The following circumstances prevent an application being made for registration based on adverse
possession

the registered proprietor is an enemy or detained in enemy territory, or has been an enemy or detained
in enemy territory in the 12 months before the date of the application (Schedule 6, paragraph 8(1) of
the Land Registration Act 2002)
the registered proprietor is unable because of mental disability to make decisions about issues of the
kind to which an application for adverse possession would give rise, or is unable to communicate such
decisions because of mental disability or physical impairment (Schedule 6, paragraph 8(2) of the Land
Registration Act 2002)
ABDULQADIR NAEEM – PROPERTY LAW
DENNING LAW SCHOOL

the estate in land was held on trust at any time during the period of 10 years ending on the date of the
application, unless the interest of each of the beneficiaries in the estate was an interest in possession
(Schedule 6, paragraph 12 of the Land Registration Act 2002)
arguably this means that an application cannot be made where, at any point during this period, the
registered proprietor at the time (i) was dead and their estate was being administered, (ii) was bankrupt
and their property was being administered by the trustee in bankruptcy or (iii) (being a company) was
being wound up. In each of these cases the registered estate is subject to a form of trust (Ayerst v C &
K (Construction) Ltd [1976] A.C. 167)

Question
Q) Medicare plc owns the registered freehold title to a central city site it used as a hospital until 1998
when it re-located to the outskirts of the city. Medicare decided to hold onto its central city site because it
anticipated that the land would increase in value once RailFare started its planned expansion of the nearby
railway station. Before it relocated, Medicare secured all the buildings and the perimeter fence of the
central city site. After many years of delay, the railway expansion is now going ahead, and Medicare is
planning to sell the central city site to RailFare. In preparation for the sale, Medicare’s surveyor, Seth,
makes a site inspection and he discovers the following: (a) Abby is using one of the buildings as an
advice centre for homeless people. Abby explains to Seth that she formulated her plan when she first
noticed the disused building in 2005. Early in 2006, she broke down the door and installed a generator
to supply power. She also re-decorated the building. Ahead of opening in January 2007, she publicised
the centre’s services on the local radio. Abby told Seth that she had no idea who owned the building, but
had they asked her she would have moved out. (b) Bob, a mechanic, is using the garage previously used
by the ambulances, to operate his vehicle repair business.

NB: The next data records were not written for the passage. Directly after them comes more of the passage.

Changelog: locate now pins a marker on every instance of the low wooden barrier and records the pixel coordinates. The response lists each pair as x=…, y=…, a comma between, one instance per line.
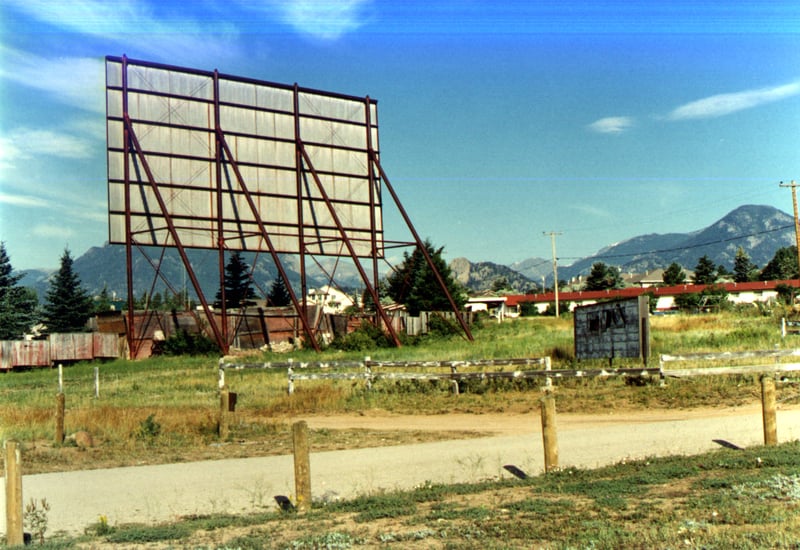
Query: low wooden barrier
x=759, y=366
x=789, y=327
x=369, y=371
x=767, y=374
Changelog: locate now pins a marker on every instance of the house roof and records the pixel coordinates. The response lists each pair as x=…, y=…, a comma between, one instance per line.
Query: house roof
x=632, y=292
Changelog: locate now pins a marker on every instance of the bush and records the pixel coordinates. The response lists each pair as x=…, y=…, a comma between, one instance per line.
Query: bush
x=528, y=309
x=365, y=338
x=187, y=343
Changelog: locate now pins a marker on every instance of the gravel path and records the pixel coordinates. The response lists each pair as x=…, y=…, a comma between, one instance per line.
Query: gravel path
x=151, y=494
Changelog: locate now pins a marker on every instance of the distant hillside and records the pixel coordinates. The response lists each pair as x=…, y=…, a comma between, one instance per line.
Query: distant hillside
x=483, y=275
x=104, y=267
x=760, y=230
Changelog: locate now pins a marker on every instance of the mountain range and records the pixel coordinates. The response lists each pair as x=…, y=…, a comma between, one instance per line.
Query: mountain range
x=759, y=230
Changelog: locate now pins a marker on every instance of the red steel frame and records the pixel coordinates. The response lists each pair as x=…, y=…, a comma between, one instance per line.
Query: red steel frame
x=303, y=167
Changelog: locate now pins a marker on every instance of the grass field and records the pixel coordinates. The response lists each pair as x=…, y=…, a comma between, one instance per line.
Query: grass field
x=165, y=410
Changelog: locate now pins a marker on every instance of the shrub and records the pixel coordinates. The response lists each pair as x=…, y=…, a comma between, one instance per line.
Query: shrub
x=366, y=337
x=186, y=343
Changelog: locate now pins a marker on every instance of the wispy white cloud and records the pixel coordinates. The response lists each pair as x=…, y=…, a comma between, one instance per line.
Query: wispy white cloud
x=77, y=81
x=592, y=210
x=136, y=27
x=27, y=143
x=725, y=104
x=53, y=231
x=24, y=200
x=325, y=19
x=611, y=125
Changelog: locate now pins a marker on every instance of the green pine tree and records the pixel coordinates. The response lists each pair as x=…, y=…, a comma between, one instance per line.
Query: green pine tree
x=238, y=284
x=604, y=277
x=17, y=304
x=674, y=275
x=743, y=269
x=782, y=266
x=705, y=272
x=278, y=294
x=415, y=285
x=67, y=305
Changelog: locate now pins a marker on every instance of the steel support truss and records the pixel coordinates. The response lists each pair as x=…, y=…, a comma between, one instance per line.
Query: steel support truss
x=224, y=157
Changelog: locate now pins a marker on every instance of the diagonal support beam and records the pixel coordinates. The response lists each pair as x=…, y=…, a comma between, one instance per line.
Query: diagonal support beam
x=221, y=342
x=373, y=292
x=254, y=209
x=374, y=158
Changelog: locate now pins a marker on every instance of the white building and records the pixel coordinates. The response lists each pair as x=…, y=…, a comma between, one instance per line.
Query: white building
x=332, y=300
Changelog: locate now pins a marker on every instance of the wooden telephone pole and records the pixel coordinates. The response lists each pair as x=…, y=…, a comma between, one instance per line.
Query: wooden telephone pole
x=555, y=266
x=793, y=187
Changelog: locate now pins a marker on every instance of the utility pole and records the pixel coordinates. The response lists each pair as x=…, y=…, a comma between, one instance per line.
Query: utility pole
x=793, y=186
x=555, y=265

Bob shows Seth a copy of a contract for
sale (dated 1998) together with a receipt for the purchase price he paid to Medicare. (c) The high hedge
between Medicare’s site and the back garden of a neighbouring public house, The Engine House, appears
to be in a different place from that shown on Seth’s plan of the central city site. Consequently, a small
piece of Medicare’s land is now on the wrong side of the hedge. Cynthia, the owner of The Engine
House, tells him that in 1999 a previous owner of the pub had planted the hedge to replace the remnants
of a broken-down fence. She believes that the previous owner had taken his lawyer’s advice on where
the boundary lay. Advise Medicare as to whether Abby, Bob and Cynthia can make a successful claim to
be registered as proprietors of the respective parts of its central city site they occupy. Indicate briefly how,
if at all, your advice about Abby’s claim would be different if her legal position was governed by (i)
unregistered land law rules; and (ii) the Land Registration Act 1925.